Battelines
- Cover art for Battlelines
- Author: The Hon Tony Abbott MP
- Language: English
- Subject: Political manifesto,
- Genre: Autobiography,
- Publisher: Melbourne University Press
- Publication date: 2009
- Publication place: Australia
- Pages: 368
- ISBN: 978-0-522-85774-0
- Preceded by: How to Win the Constitutional War: and give both sides what they want
- Followed by: A Stronger Australia

= Battlelines =

Book by Tony Abbott

Battlelines is a 2009 book by Tony Abbott. The book was published while Abbott was in opposition, four years before he was elected as Prime Minister of Australia in 2013.

The book is partly autobiographical and discusses Abbott's experiences in the Liberal Party of Australia and in the Howard government. The book was written during Abbott's time as a Shadow Minister following the 2007 defeat of the Howard government and prior to Abbott's 2009 Liberal Party leadership election as Leader of the Opposition in the Australian Parliament.

==Background and synopsis==
Written in the aftermath of the defeat of the Howard government, in which Abbott had served as a senior Cabinet Minister, the book is partly an autobiography, partly an insider critique and examination of the record of the Howard government and partly a manifesto on future directions for the Liberal Party, which had entered opposition after 11 years in office.

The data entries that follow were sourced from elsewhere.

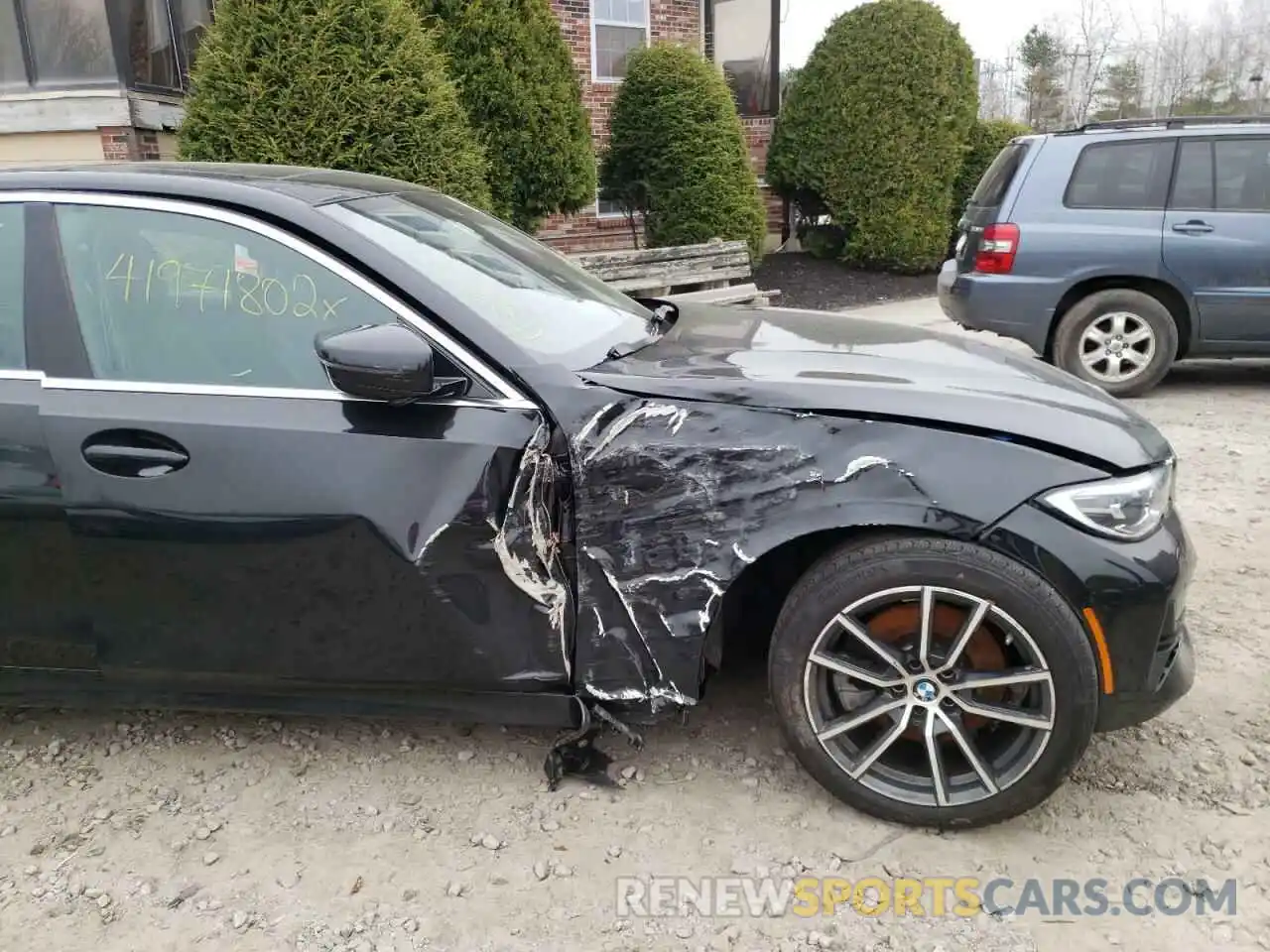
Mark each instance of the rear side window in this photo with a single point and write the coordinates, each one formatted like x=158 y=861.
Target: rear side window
x=992 y=188
x=1129 y=176
x=1242 y=175
x=13 y=345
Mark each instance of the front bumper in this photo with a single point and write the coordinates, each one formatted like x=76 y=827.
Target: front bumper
x=1137 y=590
x=1176 y=678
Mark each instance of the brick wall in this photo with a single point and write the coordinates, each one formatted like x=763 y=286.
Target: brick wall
x=128 y=144
x=672 y=21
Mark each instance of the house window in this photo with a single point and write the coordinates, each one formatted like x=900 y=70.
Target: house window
x=617 y=27
x=70 y=44
x=607 y=208
x=743 y=40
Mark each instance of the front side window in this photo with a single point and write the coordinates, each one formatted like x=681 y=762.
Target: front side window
x=619 y=28
x=164 y=298
x=1242 y=175
x=1125 y=176
x=524 y=290
x=70 y=42
x=13 y=347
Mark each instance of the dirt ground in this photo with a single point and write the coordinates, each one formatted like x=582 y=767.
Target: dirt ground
x=830 y=286
x=169 y=832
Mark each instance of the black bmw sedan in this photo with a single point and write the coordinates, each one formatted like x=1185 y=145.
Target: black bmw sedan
x=293 y=439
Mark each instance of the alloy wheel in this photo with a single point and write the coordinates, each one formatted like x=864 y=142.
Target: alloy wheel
x=1116 y=347
x=929 y=696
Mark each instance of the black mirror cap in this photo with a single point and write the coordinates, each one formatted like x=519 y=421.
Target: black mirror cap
x=377 y=362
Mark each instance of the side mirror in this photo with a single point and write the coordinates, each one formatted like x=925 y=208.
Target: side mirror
x=379 y=362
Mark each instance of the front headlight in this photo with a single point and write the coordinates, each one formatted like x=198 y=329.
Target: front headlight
x=1124 y=507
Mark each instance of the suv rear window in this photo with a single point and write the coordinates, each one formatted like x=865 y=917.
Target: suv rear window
x=991 y=190
x=1121 y=176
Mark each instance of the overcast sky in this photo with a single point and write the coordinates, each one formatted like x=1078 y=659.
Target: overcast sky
x=992 y=28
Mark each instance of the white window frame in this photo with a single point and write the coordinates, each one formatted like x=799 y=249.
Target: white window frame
x=606 y=216
x=627 y=24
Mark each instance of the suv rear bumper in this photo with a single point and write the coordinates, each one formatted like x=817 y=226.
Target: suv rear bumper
x=1001 y=303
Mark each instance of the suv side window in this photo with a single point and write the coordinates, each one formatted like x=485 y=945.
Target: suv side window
x=1125 y=176
x=1193 y=188
x=13 y=343
x=166 y=298
x=1242 y=175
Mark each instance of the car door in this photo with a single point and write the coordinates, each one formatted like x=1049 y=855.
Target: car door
x=1216 y=236
x=239 y=524
x=41 y=630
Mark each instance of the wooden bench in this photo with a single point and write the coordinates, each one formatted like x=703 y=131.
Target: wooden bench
x=701 y=273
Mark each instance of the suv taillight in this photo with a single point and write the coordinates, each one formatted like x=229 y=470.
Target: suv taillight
x=997 y=249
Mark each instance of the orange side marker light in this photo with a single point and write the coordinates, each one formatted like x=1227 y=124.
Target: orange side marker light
x=1100 y=645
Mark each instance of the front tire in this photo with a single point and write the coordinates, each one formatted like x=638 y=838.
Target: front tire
x=933 y=682
x=1121 y=340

It was published during the tenure of Malcolm Turnbull as leader of the opposition.

In the book, Abbott said that in certain aspects, the Australian Federation was "dysfunctional" and in need of repair. He recommended the establishment of local hospital and school boards to manage health and education; and discussed family law reform; multiculturalism, the monarchy in Australia, climate change; and international relations. The book received a favourable review from former Labor Party speech writer Bob Ellis, and The Australian newspaper described it as "read almost universally as Abbott's intellectual application for the party's leadership after the Turnbull experiment".

In a review of the book, professor of politics Robert Manne pointed out numerous self-contradictions, and summarized it as a "hallelujah chorus in praise of his former leader" John Howard and a "hodgepodge of half-baked thoughts and determinedly unresolved contradictions".